The authors would like to thank J. K. Pritchard, M. E. Hurles, J. W. Belmont, and R. E. Green for insightful discussions. The authors would like to thank the Genome Aggregation Database (gnomAD) and the groups that provided exome and genome variant data to this resource. A full list of contributing groups can be found at The DDD study presents independent research commissioned by the Health Innovation Challenge Fund (grant number HICF-1009-003), a parallel funding partnership between Wellcome and the Department of Health, and the Wellcome Sanger Institute (grant number WT098051). The views expressed in this publication are those of the authors and not necessarily those of Wellcome or the Department of Health. The study has UK Research Ethics Committee approval (10/H0305/83, granted by the Cambridge South REC, and GEN/284/12 granted by the Republic of Ireland REC). The research team acknowledges the support of the National Institute for Health Research, through the Comprehensive Clinical Research Network. L.S., S.R.P., Y.L. and X.L. were partially supported by R01GM110240 from the National Institute of General Medical Sciences and National Science Foundation (grant number CNS-1747783, CNS-1624782, and OAC-1229576).

Author information

K.K.F., L.S., H.G., S.R.P., and J.F.M. designed the study and wrote the manuscript. L.S., S.R.P., Y.L., N.F., J.H., A.D., J.S., J.X., S.B., X.L., and K.K.F. performed the deep learning analysis. H.G., J.F.M., L.S., S.R.P., J.A.K., and K.K.F. performed the genetics analysis. L.S. and H.G. are co-first authors.

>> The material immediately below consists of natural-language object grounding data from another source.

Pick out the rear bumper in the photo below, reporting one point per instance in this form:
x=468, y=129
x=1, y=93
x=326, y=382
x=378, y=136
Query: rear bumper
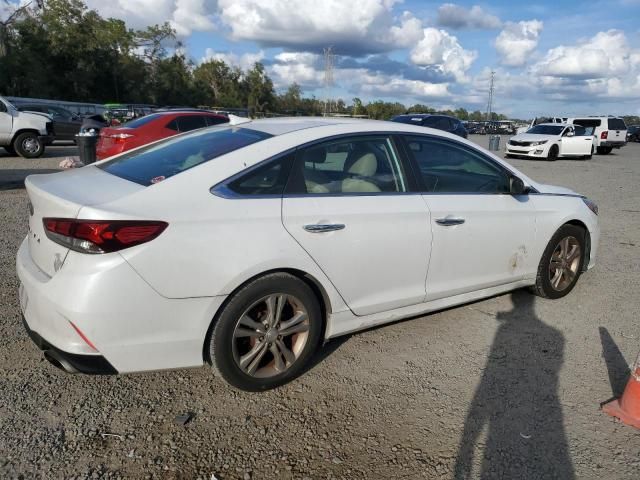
x=71, y=362
x=608, y=143
x=131, y=326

Correspondence to Kyle Kai-How Farh.

Ethics declarations

Competing interests

Authors with Illumina affiliations were employees of Illumina, Inc., at the time of this work.

Additional information

Publisher’s note: Springer Nature remains neutral with regard to jurisdictional claims in published maps and institutional affiliations.

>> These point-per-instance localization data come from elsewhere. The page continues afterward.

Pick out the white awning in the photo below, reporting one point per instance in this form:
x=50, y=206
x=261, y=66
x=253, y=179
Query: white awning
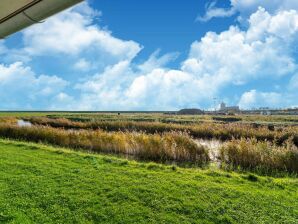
x=16, y=15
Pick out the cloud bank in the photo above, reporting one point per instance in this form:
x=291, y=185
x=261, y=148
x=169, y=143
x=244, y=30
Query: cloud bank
x=106, y=76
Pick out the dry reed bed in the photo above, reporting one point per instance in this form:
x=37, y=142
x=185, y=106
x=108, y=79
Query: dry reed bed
x=222, y=132
x=168, y=147
x=264, y=156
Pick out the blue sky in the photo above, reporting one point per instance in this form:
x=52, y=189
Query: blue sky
x=154, y=55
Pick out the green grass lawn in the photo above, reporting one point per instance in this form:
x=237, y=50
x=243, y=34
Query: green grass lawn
x=41, y=184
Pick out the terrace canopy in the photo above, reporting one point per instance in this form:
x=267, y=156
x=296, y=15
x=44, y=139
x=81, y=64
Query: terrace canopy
x=16, y=15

Integrated supplementary information

Supplementary Figure 1 Expected missense:synonymous ratios across the human allele frequency spectrum in the absence of purifying selection.

Shaded gray bars represent the number of synonymous variants, and dark green bars represent the number of missense variants. The dotted line shows the baseline formed by synonymous variants. Missense:synonymous ratios are indicated for each allele frequency category. The expected missense and synonymous counts in each allele frequency category were calculated by taking intronic variants from the ExAC/gnomAD dataset consisting of 123,136 exomes and using them to estimate the fraction of variants expected to fall into each of the four allele frequency categories, based on the trinucleotide context of the variant, which controls for mutational rate and GC bias in gene conversion.

Supplementary Figure 2 Missense:synonymous ratios for CpG and non-CpG variants.

a,b, Missense:synonymous ratios for CpG (a) and non-CpG (b) variants across the human allele frequency spectrum, using all variants from the ExAC/gnomAD exomes. c,d, Missense:synonymous ratios for CpG (c) and non-CpG (d) variants across the human allele frequency spectrum, restricted to only human variants that are identical by state with chimpanzee common polymorphisms.

Supplementary Figure 3 Missense:synonymous ratios of human variants identical by state with six primates.

Patterns of missense:synonymous ratios across the human allele frequency spectrum for ExAC/gnomAD variants that are identical by state with variation present in chimpanzee, bonobo, gorilla, orangutan, rhesus, and marmoset.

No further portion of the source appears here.